While their ineptitude makes the situation dangerous enough, they soon find themselves hunted by a mysterious man wearing the natty hunting garb of the upper class and a Duke of Edinburgh mask (Eddie Izzard). He stalks and shoots at them, claiming he must rid society of vermin like them who don’t respect their elders or appreciate what they’ve been given. This movie is a fairly sharp metaphor for class warfare that is socially relevant while being hilarious and utterly absurd.
The boys, as they become increasingly filthy and bloody and burned from various attacks and their own ill-considered drug use, also succeed in really building their camaraderie. Even when characters improvise bombs using a hip-hop demo CD and a wad of hashish, get run over by a minibus or ingest hallucinogenic rabbit feces (“Farmer’s Courage”), there is, I swear, a note of sweetness that runs through the boys’ devotion to one another. And the more outrageous the action gets, the better that mix works.

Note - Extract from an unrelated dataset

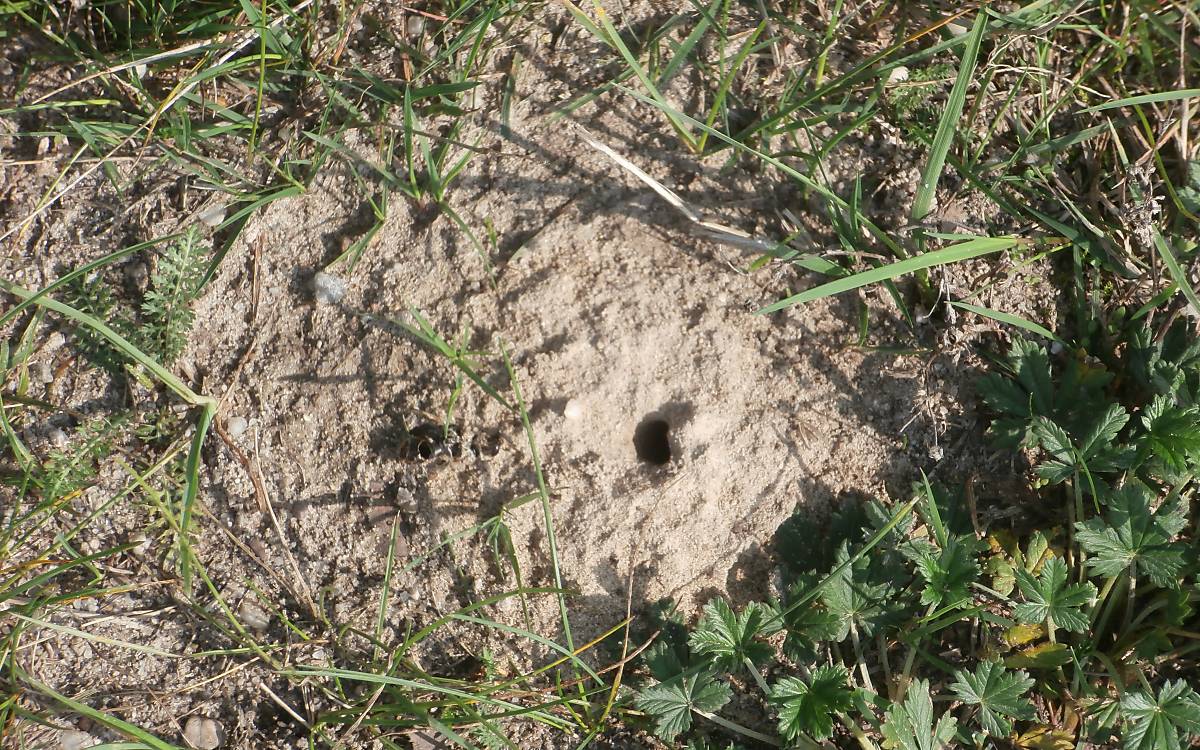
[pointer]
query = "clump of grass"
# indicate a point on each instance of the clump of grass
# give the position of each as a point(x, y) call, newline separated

While being pursued by the murderous Duke and his wife, the Duchess, the boys are also on the radar of the dim-witted police force, whose biggest criminal concern is a bread thief until they become convinced a gang of terrorist pedophiles is infiltrating the Highlands with drugs and hip-hop. Crimes real and imagined eventually dovetail in a satisfying and, of course, utterly ridiculous conclusion.
This gloriously idiotic misadventure is the perfect ludicrous comedy romp for the right viewer. There is lots of language, violence and drugs, and some imaginatively profane hip-hop lyrics that can be truly appreciated if you watch with subtitles. These scrappy fellows fight against the Duke and Duchess and, by extension, their own bleak economic and professional outlooks, with a sword, a gun and a very sharp fork. And they do surprisingly well.
A great cast of droll supporting characters includes James Cosmo, who you will recognize from such epic fare as “Troy,” “Braveheart” and “Game of Thrones,” as a sweater-wearing farmer who develops an appreciation for the music of DJ Beatroot.
“Get Duked!” is epic, too, in its own seedy way: Four heroes take on the establishment for fame and glory, learning about themselves, growing as friends and helping the police find a notorious bread thief. Most of them blow up their own faces, fall down and maim people, too, while cursing, getting lost and mocking one another. “Get Duked!” is ridiculous in the best way, with a message in support of the grit and determination of the common man thrown in as casually as the film’s many improvised explosives.